Regular, on-going in-class review
Don’t underestimate what regular review can accomplish. Although most of us already spend time on content review, what’s different about these strategies is they get students doing the reviewing (as opposed to the teacher doing it for them). They model evidence-based exam preparation strategies—approaches that have been shown to improve exam performance. All we need to do is to use them regularly, thoughtfully, and with the goal of developing good study skills for exams.

  • Use real test questions—students pay attention to them. These might be questions you’ve used before or questions you might possibly use.
    • Display a question at the beginning of the session. “Here’s a test question I’ve asked about the material covered when we were last together.” Encourage students to test themselves. Let them talk to each other. Have them look in their notes to see if they have what they need to craft an answer to the question. Unanswered questions keep students engaged and attentive longer than those that are answered directly, especially if several possible answers are proposed.
    • Have students create a potential test question at the end of the period or online lesson. “This material is fair game for the exam. What might a test question on this material ask? How about jotting down some ideas?” Encourage them to look at their notes and then ask several students share their ideas. Identify those you think could become good exam questions. If you use one of their suggested questions on the test, that pretty much guarantees they’ll take this activity seriously. It’s also a great way to get students reviewing their notes, discovering what they do and don’t have in them. And there’s an added benefit: what students suggest as possible question gives you feedback as to what they think is important.
  • Regularly (as in at least once a session) ask or embed questions about previously covered material.
    • Resolutely refuse to answer the question. That’s exactly students want you to do.
    • Give them a hint. “We covered this when we were talking about X?” “Check your notes for October 20. You might find the answer there.”
    • Be patient. It takes time for students to retrieve what they’ve just learned and barely understand.
    • Still no response?

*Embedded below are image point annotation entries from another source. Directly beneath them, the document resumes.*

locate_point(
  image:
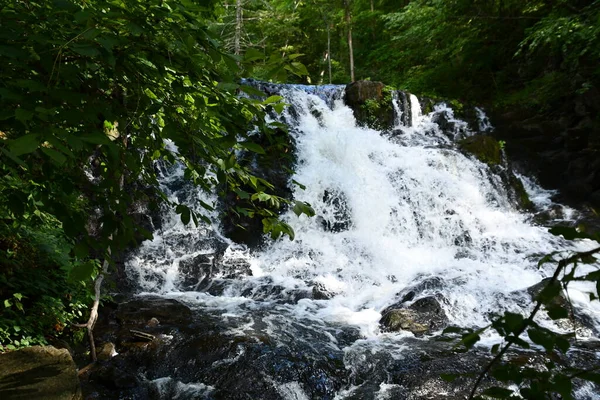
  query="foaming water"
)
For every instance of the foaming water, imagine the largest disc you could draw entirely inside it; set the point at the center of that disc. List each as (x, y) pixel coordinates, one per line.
(394, 213)
(415, 212)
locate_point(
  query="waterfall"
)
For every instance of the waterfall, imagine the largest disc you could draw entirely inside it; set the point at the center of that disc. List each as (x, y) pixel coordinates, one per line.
(398, 219)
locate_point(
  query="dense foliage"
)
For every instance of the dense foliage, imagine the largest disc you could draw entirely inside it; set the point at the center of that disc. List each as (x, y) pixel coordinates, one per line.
(532, 53)
(92, 95)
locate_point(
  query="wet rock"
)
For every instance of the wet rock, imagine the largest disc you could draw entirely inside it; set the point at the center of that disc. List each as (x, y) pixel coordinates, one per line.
(39, 372)
(430, 284)
(371, 103)
(106, 351)
(196, 271)
(113, 377)
(337, 216)
(139, 311)
(485, 148)
(534, 291)
(357, 93)
(234, 268)
(553, 213)
(320, 292)
(423, 316)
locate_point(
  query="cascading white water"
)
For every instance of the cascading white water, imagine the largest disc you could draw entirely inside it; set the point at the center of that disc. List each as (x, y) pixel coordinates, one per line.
(415, 212)
(392, 212)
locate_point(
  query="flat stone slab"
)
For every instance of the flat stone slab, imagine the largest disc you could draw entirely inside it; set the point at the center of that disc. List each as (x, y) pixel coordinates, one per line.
(39, 373)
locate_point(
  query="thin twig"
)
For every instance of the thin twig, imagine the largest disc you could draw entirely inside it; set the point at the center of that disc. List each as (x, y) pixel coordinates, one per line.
(561, 265)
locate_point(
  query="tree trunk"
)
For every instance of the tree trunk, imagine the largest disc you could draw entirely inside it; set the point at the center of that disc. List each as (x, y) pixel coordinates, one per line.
(350, 48)
(238, 28)
(329, 49)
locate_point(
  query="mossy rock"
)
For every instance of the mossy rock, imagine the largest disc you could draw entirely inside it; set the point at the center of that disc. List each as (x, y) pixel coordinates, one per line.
(485, 148)
(371, 103)
(522, 198)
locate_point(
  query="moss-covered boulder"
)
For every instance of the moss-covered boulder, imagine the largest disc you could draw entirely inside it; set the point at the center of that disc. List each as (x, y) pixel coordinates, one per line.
(39, 372)
(371, 103)
(489, 150)
(423, 316)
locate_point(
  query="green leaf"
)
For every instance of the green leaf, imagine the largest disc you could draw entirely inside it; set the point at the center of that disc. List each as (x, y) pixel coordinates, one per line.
(272, 99)
(449, 377)
(96, 138)
(513, 321)
(541, 337)
(253, 55)
(252, 147)
(87, 50)
(13, 157)
(557, 312)
(470, 339)
(57, 157)
(568, 233)
(498, 392)
(82, 272)
(24, 145)
(23, 115)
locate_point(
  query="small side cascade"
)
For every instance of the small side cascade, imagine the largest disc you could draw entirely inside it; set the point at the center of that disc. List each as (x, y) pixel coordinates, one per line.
(415, 111)
(411, 233)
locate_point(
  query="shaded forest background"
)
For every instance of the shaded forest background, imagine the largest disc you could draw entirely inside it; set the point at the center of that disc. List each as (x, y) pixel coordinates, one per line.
(90, 91)
(532, 54)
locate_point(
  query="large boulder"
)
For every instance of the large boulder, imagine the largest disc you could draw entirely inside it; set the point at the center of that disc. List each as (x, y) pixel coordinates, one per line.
(424, 316)
(39, 372)
(371, 103)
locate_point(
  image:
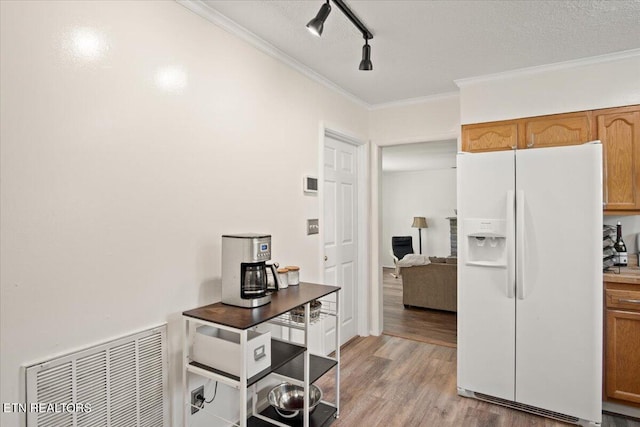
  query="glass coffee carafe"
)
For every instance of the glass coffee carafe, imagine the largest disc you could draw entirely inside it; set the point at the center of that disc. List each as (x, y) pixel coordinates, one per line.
(254, 280)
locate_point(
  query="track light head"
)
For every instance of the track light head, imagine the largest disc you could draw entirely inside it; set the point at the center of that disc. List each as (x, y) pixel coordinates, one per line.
(366, 64)
(316, 24)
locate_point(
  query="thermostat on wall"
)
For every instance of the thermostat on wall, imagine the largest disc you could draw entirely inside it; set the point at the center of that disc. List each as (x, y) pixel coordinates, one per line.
(310, 184)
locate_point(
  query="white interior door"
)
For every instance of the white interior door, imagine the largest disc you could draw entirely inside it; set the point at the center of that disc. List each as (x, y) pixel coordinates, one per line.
(340, 234)
(486, 286)
(559, 293)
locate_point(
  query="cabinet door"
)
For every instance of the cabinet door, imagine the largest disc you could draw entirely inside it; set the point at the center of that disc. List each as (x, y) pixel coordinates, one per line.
(622, 368)
(496, 136)
(619, 131)
(555, 130)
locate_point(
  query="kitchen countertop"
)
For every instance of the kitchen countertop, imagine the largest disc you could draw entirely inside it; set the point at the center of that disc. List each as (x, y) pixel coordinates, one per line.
(627, 275)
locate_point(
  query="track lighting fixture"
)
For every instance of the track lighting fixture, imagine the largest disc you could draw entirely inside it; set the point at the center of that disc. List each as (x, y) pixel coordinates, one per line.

Tell them, that’s the question you’ll start with tomorrow and if they don’t have an answer then, they’ll next see that question on the exam. Be sure to say all this with a smile on your face.
  • Get students doing short reviews. These reviews can occur at the start of class, during a lull when students need a change of pace, or as an effective way to wrap up a class. A few strategic prompts will get students working.
    • “Let’s all look at our notes from March 3. You’ve got two minutes to underline the three things in your notes that you’re going to need to review for the exam.” Ask several students what they’ve underlined and why. An activity like this can make students who don’t have notes for the day nervous and uncomfortable, which is precisely how they should feel.
    • “Take three minutes to review your notes from November 1. Do you have anything in your notes that doesn’t make sense to you now? Share what that is.” Encourage other students to respond to what’s not making sense now. “Help Shandra out. What do the rest of you have in your notes about this? Is there something in the text that helps clarify things?” Conclude by giving them another minute to write more in their notes if they need to.
    • Here’s a great strategy proposed by Annie Blazer. She assigns students (one per day) to open class with a 3-5 minute review of the material presented in the previous class session. In addition to getting students reviewing, this strategy gives students the opportunity to practice their presentation skills and helps them learn how to summarize. And finally, you can imagine the kind of careful note taking that occurs the day before a students is scheduled to present. [For more information see: Blazer, A. (2014). Student summaries of class sessions. Teaching Theology and Religion, 17 (4), 344. Or, see this post, May 20, 2015]

    Mostly what’s required to increase the effectiveness of in-class reviews is changing how we think about exams and what they accomplish. They can do much more than generate grades. They get can students learning the content and with activities like these, they can influence how students learn that content.